Question

$A$ long insulated copper wire is closely wound as a spiral of '$N$' turns. The spiral has inner radius ` $a$' and outer radius ${}^{\prime }{b}^{\prime }$. The spiral lies in the $X-Y$ plane and a steady current '$I$' flows through the wire.
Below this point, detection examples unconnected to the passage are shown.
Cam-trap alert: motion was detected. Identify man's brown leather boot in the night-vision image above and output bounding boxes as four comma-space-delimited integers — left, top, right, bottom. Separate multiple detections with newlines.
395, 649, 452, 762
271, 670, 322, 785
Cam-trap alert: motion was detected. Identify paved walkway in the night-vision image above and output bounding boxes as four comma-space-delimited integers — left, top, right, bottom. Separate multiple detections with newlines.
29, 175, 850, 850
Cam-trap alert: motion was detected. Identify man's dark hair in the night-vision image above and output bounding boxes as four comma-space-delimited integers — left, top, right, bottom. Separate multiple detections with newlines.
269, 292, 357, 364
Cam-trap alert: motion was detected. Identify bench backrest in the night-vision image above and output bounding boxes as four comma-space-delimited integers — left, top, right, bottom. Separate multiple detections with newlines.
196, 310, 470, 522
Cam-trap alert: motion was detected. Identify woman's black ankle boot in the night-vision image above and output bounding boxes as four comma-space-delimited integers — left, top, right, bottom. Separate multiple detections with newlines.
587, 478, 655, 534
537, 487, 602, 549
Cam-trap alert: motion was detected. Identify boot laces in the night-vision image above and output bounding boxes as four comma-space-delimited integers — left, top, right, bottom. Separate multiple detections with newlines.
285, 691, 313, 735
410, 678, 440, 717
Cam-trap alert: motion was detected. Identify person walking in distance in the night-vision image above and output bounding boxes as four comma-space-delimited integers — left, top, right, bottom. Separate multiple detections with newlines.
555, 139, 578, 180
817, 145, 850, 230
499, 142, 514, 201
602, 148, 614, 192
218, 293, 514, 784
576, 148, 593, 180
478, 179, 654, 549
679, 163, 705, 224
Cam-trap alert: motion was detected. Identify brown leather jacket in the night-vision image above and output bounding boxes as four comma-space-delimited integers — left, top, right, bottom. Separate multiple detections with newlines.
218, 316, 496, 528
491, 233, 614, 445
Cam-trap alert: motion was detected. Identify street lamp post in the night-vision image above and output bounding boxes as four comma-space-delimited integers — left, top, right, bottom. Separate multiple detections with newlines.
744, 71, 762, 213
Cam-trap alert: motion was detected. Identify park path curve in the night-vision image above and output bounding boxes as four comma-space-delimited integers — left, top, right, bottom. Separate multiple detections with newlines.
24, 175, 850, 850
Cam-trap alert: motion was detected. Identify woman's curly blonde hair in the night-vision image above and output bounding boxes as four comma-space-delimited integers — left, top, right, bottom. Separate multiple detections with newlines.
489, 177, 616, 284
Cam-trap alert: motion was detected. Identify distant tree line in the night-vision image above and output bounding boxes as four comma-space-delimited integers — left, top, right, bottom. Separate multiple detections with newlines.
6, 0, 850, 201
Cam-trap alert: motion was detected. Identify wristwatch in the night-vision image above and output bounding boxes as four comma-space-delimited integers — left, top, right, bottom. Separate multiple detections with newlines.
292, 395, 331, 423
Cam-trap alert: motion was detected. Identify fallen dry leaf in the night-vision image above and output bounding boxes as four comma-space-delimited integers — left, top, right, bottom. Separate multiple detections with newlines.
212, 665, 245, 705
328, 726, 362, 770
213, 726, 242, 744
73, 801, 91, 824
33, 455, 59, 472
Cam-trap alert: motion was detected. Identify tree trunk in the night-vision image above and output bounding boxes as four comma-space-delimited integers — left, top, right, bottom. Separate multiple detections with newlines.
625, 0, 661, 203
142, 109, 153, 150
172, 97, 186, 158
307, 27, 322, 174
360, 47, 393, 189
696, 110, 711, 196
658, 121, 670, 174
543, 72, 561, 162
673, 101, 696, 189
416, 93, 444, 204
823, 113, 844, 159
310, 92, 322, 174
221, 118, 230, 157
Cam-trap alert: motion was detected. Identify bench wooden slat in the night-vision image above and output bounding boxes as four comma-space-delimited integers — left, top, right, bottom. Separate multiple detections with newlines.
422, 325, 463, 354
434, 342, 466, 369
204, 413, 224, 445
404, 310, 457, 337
The $Z$-component of the magnetic field at the center of the spiral is :

• A. $\frac{{\mu }_{0}NI}{2(b-a)}\ln (\frac{b}{a})$
• B. $\frac{{\mu }_{0}NI}{2(b-a)}\ln (\frac{b+a}{b-a})$
• C. $\frac{{\mu }_{0}NI}{2b}\ln (\frac{b}{a})$
• D. $\frac{{\mu }_{0}NI}{2b}\ln (\frac{b+a}{b-a})$

Answer 1

Answer: (A)

$\frac{{\mu }_{0}NI}{2(b-a)}\ln (\frac{b}{a})$

Let us consider an elementary ring of radius $r$ and thickness $dr$ in which current $I$ is flowing.
Number of turns in this elementary ring $dN=\frac{N}{b-a}dr$
Thus magnetic field at the centre O due to this ring $dB=\frac{{\mu }_{o}IdN}{2r}$
We get $dB=\frac{{\mu }_{o}INdr}{2(b-a)r}$
Net magnetic field at centre of spiral $B={\int }_a^b\frac{{\mu }_{o}IN}{2(b-a)}\frac{dr}{r}$
$\therefore$ $B=\frac{{\mu }_{o}IN}{2(b-a)}{\int }_a^b\frac{dr}{r}$
Or $B=\frac{{\mu }_{o}IN}{2(b-a)}\times \ln r{|}_a^b$
Or $B=\frac{{\mu }_{o}IN}{2(b-a)}\ln \frac{b}{a}$